Huh. I took "Fresh Blood" as an indication that Sam was well on his way to choosing (through free will*) to assume the throne of the anti-Christ due to his complete willingness to murder Gordon before Gordon was vampired (followed by actually murdering Gordon); with Gordon as the tragic hero whom remains the good guy to the end, since, despite a literal loss of humanity (compare/contrast to Sam), Gordon goes out embodying the best traits of a hunter.
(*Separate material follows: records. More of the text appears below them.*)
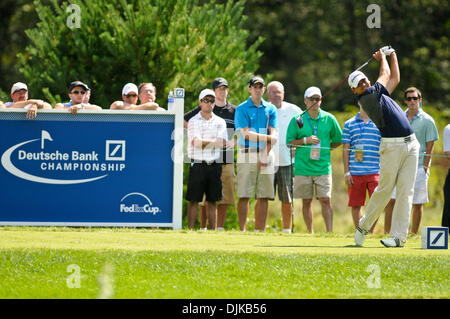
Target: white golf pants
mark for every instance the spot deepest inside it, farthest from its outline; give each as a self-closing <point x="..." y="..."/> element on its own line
<point x="398" y="167"/>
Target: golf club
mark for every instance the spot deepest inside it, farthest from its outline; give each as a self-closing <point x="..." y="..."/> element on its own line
<point x="299" y="118"/>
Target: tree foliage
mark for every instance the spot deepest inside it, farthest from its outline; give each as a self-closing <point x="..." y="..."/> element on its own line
<point x="319" y="42"/>
<point x="171" y="43"/>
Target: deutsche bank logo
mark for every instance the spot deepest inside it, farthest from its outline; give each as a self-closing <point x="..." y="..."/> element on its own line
<point x="115" y="150"/>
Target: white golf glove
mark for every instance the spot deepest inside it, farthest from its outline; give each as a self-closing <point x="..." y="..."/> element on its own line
<point x="387" y="50"/>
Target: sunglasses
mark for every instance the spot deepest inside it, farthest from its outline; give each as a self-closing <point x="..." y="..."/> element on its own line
<point x="78" y="92"/>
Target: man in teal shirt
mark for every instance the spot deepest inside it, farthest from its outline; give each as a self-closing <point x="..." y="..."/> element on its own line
<point x="320" y="133"/>
<point x="426" y="133"/>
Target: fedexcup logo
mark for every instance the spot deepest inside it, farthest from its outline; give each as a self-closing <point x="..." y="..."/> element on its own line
<point x="24" y="161"/>
<point x="138" y="203"/>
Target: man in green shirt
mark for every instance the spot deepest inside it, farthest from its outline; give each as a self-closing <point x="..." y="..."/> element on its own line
<point x="320" y="133"/>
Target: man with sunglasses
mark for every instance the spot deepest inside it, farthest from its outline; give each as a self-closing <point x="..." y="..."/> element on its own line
<point x="147" y="97"/>
<point x="256" y="122"/>
<point x="77" y="92"/>
<point x="399" y="149"/>
<point x="207" y="135"/>
<point x="313" y="173"/>
<point x="426" y="133"/>
<point x="224" y="109"/>
<point x="129" y="98"/>
<point x="19" y="96"/>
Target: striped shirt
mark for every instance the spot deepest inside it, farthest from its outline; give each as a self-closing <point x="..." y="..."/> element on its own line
<point x="201" y="128"/>
<point x="355" y="133"/>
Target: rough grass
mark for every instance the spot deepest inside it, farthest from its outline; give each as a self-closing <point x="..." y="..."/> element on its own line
<point x="139" y="263"/>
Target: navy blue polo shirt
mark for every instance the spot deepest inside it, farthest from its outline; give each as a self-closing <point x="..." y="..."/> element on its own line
<point x="385" y="112"/>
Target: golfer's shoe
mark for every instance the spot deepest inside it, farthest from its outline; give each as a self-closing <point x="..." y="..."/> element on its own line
<point x="360" y="236"/>
<point x="392" y="242"/>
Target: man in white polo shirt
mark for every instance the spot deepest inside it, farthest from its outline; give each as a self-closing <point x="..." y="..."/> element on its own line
<point x="284" y="161"/>
<point x="207" y="135"/>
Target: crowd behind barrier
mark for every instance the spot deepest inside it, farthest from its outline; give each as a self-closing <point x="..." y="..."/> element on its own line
<point x="275" y="154"/>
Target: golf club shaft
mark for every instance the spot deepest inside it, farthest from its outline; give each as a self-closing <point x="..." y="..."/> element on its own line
<point x="339" y="84"/>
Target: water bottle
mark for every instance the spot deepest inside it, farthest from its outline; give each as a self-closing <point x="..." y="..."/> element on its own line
<point x="171" y="102"/>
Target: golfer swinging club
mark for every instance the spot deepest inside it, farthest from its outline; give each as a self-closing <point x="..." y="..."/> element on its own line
<point x="399" y="149"/>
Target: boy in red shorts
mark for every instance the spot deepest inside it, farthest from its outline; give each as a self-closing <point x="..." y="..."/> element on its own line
<point x="361" y="139"/>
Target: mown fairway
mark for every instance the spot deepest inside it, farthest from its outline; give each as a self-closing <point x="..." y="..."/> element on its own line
<point x="135" y="263"/>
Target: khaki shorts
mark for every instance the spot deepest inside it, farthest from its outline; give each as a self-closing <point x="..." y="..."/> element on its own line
<point x="250" y="179"/>
<point x="305" y="186"/>
<point x="228" y="186"/>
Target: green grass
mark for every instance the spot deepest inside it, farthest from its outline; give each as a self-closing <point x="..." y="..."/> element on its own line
<point x="140" y="263"/>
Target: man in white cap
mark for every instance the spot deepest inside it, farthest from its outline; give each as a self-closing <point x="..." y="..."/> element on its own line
<point x="256" y="121"/>
<point x="19" y="96"/>
<point x="147" y="97"/>
<point x="399" y="149"/>
<point x="77" y="93"/>
<point x="129" y="98"/>
<point x="283" y="180"/>
<point x="207" y="135"/>
<point x="316" y="138"/>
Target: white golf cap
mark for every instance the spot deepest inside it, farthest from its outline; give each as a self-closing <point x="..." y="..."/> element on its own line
<point x="206" y="92"/>
<point x="313" y="90"/>
<point x="18" y="86"/>
<point x="355" y="77"/>
<point x="129" y="87"/>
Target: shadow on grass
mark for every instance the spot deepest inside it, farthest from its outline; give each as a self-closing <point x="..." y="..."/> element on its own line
<point x="311" y="246"/>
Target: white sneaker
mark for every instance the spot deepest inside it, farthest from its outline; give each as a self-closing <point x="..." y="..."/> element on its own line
<point x="392" y="242"/>
<point x="360" y="236"/>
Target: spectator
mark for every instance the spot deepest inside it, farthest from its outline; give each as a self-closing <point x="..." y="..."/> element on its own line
<point x="129" y="99"/>
<point x="361" y="139"/>
<point x="225" y="110"/>
<point x="399" y="149"/>
<point x="147" y="97"/>
<point x="87" y="96"/>
<point x="256" y="121"/>
<point x="206" y="137"/>
<point x="446" y="212"/>
<point x="426" y="133"/>
<point x="77" y="92"/>
<point x="283" y="180"/>
<point x="313" y="161"/>
<point x="19" y="96"/>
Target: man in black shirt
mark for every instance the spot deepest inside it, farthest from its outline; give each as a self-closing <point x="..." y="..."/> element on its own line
<point x="399" y="149"/>
<point x="225" y="110"/>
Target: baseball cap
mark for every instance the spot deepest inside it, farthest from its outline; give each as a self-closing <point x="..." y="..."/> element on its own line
<point x="18" y="86"/>
<point x="255" y="80"/>
<point x="78" y="83"/>
<point x="219" y="82"/>
<point x="129" y="87"/>
<point x="313" y="90"/>
<point x="206" y="92"/>
<point x="355" y="77"/>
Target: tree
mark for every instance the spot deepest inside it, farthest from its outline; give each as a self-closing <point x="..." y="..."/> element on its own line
<point x="171" y="43"/>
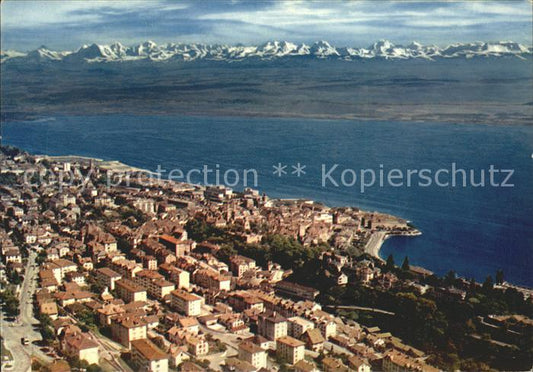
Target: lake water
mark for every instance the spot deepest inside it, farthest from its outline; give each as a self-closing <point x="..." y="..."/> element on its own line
<point x="472" y="230"/>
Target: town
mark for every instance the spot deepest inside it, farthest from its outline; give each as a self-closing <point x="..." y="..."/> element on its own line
<point x="159" y="275"/>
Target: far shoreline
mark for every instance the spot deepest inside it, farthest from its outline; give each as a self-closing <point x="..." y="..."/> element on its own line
<point x="429" y="120"/>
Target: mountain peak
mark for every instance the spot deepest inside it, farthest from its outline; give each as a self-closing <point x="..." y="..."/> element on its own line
<point x="274" y="49"/>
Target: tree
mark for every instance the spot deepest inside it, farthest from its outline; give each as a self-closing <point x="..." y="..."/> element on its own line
<point x="488" y="284"/>
<point x="390" y="263"/>
<point x="499" y="276"/>
<point x="10" y="303"/>
<point x="405" y="264"/>
<point x="450" y="278"/>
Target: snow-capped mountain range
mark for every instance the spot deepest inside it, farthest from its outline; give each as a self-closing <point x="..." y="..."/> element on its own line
<point x="150" y="51"/>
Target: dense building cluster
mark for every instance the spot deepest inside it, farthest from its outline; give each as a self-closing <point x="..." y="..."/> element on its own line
<point x="159" y="299"/>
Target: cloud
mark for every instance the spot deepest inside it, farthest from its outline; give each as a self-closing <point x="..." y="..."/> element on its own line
<point x="68" y="24"/>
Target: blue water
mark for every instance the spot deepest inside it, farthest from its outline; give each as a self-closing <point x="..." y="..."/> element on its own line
<point x="474" y="231"/>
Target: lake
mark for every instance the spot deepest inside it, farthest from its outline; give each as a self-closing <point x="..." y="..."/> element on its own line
<point x="472" y="230"/>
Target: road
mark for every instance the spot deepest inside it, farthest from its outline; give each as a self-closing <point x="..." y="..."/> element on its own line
<point x="23" y="326"/>
<point x="361" y="308"/>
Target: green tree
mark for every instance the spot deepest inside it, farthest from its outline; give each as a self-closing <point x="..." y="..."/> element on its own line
<point x="390" y="263"/>
<point x="10" y="303"/>
<point x="499" y="276"/>
<point x="488" y="284"/>
<point x="405" y="264"/>
<point x="450" y="278"/>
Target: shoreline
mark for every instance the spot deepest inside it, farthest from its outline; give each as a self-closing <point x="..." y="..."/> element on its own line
<point x="372" y="247"/>
<point x="38" y="117"/>
<point x="377" y="238"/>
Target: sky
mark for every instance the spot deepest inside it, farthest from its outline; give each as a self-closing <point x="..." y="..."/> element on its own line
<point x="66" y="25"/>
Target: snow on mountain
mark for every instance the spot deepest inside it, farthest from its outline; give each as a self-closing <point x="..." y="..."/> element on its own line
<point x="150" y="51"/>
<point x="323" y="49"/>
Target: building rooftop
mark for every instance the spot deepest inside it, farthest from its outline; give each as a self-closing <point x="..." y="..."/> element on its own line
<point x="290" y="341"/>
<point x="148" y="349"/>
I could, though, be giving the series too much credit, expecting follow through when the writers' overall track record with race is pretty poor. (I was very surprised that "Fresh Blood" didn't pull a last minute cop-out before Sam murdered Gordon, since "It's okay" cop-outs appear both with Gordon in "Bloodlust" and Jake in "All Hell Breaks Loose, Part II".)
(But I see what you mean about "the animalian black".)
(And Sterling K. Brown did knock it out of the fucking park, didn't he?)
*I'm convinced that "Sam came back wrong." is a big, fat red herring.